Keywords: 5-hydroxytryptamine; 5-HT3 receptor; mouse ileum; MDL 72222, m-chlorophenylbiguanide, 2-methyl-5-hydroxytryptamine; granisetron; ondansetron; tropisetron; tetrodotoxin

Introduction

5-Hydroxytryptamine3 receptors are unique among the 5-HT receptors in that they are ligand-gated cation channels, which when stimulated, produce a fast depolarising response (Derkach et al., 1989). The 5-HT3 receptors are almost exclusively located on neurones in both the central nervous system (Kilpatrick et al., 1987; Waeber et al., 1989) and peripheral tissues including the enteric nervous system (Fozard, 1984b). They have been implicated in a range of neuronal functions in both the central nervous system and periphery (Costall & Naylor, 1997; Hoyer et al., 1994). Studies on the 5-HT3 receptor have led to the development of 5-HT3 receptor antagonists which has proved to be a major breakthrough in the control of chemotherapy and radiotherapy induced emesis (Butcher, 1993; Costall & Naylor, 1997). More recently, the 5-HT3 receptor antagonist alosetron has been advanced as a new treatment for the irritable bowel syndrome (Camilleri et al., 1999).

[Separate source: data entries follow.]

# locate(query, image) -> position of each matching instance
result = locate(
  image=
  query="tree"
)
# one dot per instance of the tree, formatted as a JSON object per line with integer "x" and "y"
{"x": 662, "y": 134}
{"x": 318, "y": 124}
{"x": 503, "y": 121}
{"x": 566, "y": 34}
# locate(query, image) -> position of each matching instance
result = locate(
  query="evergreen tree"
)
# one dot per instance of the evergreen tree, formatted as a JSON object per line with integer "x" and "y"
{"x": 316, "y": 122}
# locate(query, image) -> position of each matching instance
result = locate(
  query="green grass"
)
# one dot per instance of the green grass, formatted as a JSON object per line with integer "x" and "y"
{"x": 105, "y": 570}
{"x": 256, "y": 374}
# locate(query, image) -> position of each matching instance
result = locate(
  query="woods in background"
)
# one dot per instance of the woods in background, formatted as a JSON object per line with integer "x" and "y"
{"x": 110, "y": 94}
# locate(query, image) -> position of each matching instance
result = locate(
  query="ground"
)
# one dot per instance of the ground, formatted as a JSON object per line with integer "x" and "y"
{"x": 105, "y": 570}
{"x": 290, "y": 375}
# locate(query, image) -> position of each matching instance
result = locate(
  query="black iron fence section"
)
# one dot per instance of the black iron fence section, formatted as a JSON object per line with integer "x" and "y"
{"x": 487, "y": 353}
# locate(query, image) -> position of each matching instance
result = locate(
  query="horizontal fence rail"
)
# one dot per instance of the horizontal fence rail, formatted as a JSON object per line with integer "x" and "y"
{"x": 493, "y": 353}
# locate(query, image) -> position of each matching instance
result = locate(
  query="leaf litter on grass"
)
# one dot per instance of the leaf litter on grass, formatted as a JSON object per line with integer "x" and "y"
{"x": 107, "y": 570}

The neuronally located 5-HT receptor-mediating contraction in the guinea-pig ileum through the release of acetylcholine (Gaddum & Picarelli, 1957) was subsequently identified as the first description of a 5-HT3 receptor-mediated response (Bradley et al., 1986). Other functional in vitro preparations which have since been shown to contain 5-HT3 receptors includes the rabbit heart, rat and rabbit vagus nerves (Fozard, 1984b; Ireland & Tyers, 1987; Round & Wallis, 1986), several types of ganglia (Newberry et al., 1991) and neuronally derived cell lines (Lovinger, 1991; Sepulveda et al., 1991).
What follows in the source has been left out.